Abstract

The exact mechanism and site of action of triptans in aborting migraine attacks remain under debate. We hypothesized that the clinical efficacy of triptans lies in aborting central sensitization and focused on the question of why triptans are headache specific, that is highly effective in migraine and cluster headache and ineffective in extracephalic pain. Forty healthy participants were enrolled in this double-blinded, randomized, placebo-controlled study. The effect of sumatriptan (n=20) versus placebo (n=20) was investigated in a trigeminal (V1) versus an extracephalic dermatome (forearm) using a topical capsaicin sensitization model.
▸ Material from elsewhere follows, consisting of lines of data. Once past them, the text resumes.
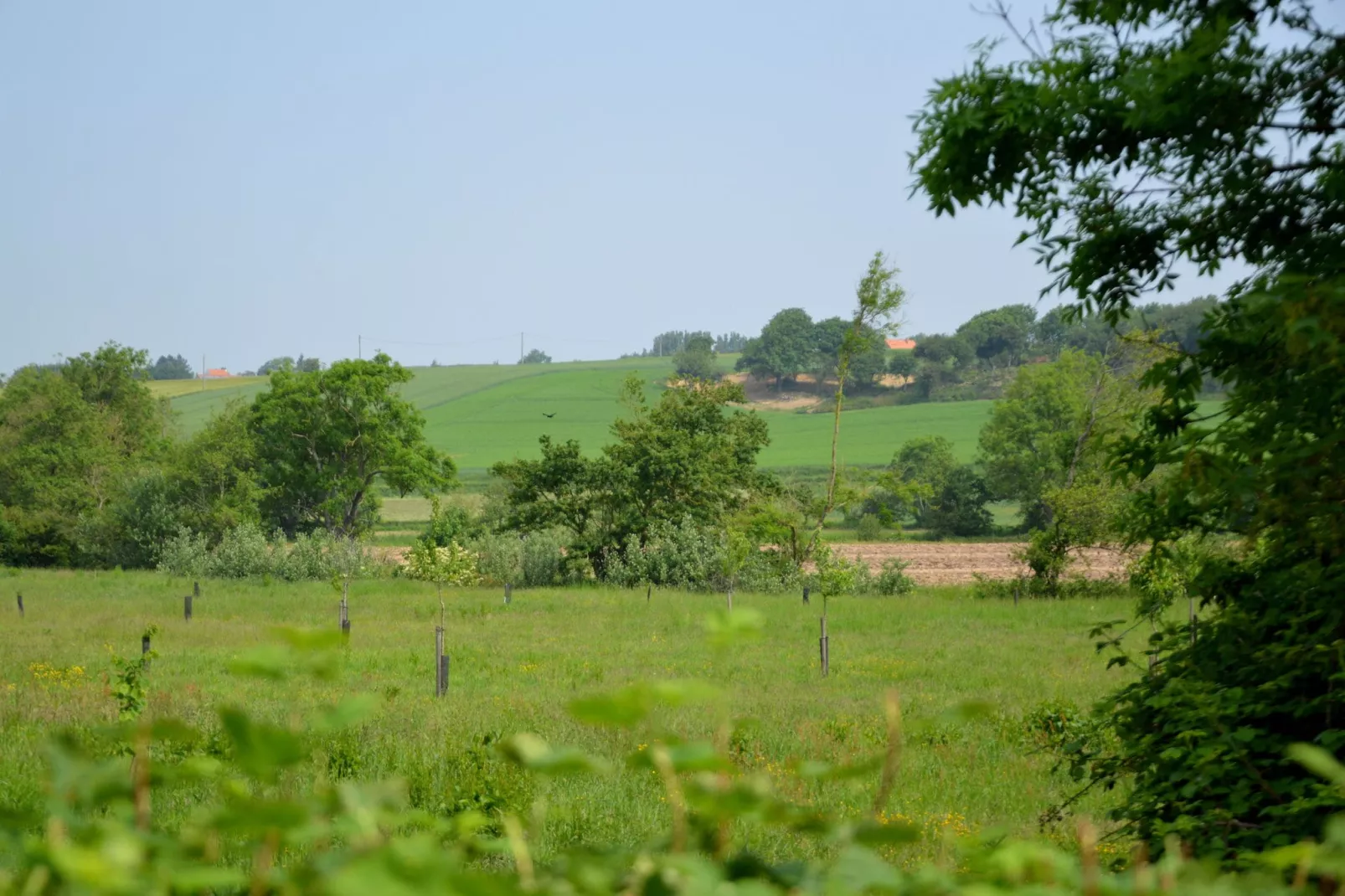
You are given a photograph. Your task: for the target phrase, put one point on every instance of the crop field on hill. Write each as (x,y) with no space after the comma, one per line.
(486,414)
(518,667)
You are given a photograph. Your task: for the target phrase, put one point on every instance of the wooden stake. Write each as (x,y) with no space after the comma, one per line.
(440,667)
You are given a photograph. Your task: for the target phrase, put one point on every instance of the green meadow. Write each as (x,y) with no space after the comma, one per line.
(518,667)
(486,414)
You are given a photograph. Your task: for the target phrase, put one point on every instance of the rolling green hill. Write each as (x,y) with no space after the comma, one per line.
(486,414)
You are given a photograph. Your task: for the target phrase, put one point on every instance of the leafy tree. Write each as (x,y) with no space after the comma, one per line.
(868,361)
(1002,334)
(729,342)
(284,362)
(919,471)
(1054,421)
(942,350)
(786,348)
(171,368)
(697,358)
(70,440)
(214,478)
(959,506)
(326,439)
(1138,136)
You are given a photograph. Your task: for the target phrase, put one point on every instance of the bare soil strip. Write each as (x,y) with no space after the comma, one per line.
(959,563)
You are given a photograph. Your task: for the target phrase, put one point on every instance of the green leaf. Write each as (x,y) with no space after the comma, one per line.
(1318,762)
(260,749)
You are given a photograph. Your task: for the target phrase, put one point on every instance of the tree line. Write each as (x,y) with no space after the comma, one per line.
(92,471)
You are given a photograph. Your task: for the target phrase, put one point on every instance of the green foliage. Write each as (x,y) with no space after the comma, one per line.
(959,506)
(448,565)
(697,358)
(683,456)
(324,439)
(869,528)
(894,579)
(1000,337)
(244,552)
(786,348)
(70,440)
(171,368)
(1142,136)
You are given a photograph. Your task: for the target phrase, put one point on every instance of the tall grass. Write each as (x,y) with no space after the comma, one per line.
(517,667)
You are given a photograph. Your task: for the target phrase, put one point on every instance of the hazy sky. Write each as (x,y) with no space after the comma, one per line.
(252,179)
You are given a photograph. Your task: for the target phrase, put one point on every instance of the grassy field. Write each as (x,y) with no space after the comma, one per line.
(482,415)
(517,667)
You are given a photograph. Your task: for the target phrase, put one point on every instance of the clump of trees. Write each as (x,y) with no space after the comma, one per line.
(791,343)
(93,475)
(171,368)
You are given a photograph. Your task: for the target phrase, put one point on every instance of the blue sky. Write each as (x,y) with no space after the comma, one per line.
(245,181)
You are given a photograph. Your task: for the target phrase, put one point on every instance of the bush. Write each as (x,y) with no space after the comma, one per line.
(869,529)
(184,554)
(499,557)
(242,552)
(894,579)
(448,565)
(541,560)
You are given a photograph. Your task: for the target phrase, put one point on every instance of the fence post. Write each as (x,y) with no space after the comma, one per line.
(440,667)
(825,649)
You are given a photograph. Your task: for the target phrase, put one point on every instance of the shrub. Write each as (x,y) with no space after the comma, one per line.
(541,560)
(869,529)
(450,565)
(499,557)
(894,579)
(184,554)
(242,552)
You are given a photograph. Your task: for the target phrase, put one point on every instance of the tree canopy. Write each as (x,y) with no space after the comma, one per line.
(326,437)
Capsaicin-induced primary and secondary hyperalgesia were evaluated using quantitative sensory testing. After capsaicin application, primary hyperalgesia developed in both the sumatriptan and placebo groups in both dermatomes. However, sumatriptan exclusively prevented secondary hyperalgesia in the V1 dermatome but not on the forearm. Placebo exerted no effects on secondary hyperalgesia in both trigeminal and extracephalic dermatomes. Additionally, sumatriptan reduced the flare size exclusively in the V1 dermatome. Our data suggest that sumatriptan reduces central sensitization (secondary hyperalgesia) without modulating peripheral sensitization (primary hyperalgesia) in a human pain model of capsaicin-induced sensitization. Moreover, despite a systemic administration of sumatriptan, the modulatory effects are trigeminal specific, echoing the clinical effect of triptans in aborting headaches, but not extracephalic pain. Our data suggest that triptans exert their efficacy by suppressing central sensitization. By revealing a dermatome-specific modulation, our study demonstrates a previously unrecognized interaction between the pharmacodynamics of triptans and the trigeminal nociceptive system that provides new insight into how triptans may work in aborting headache attacks.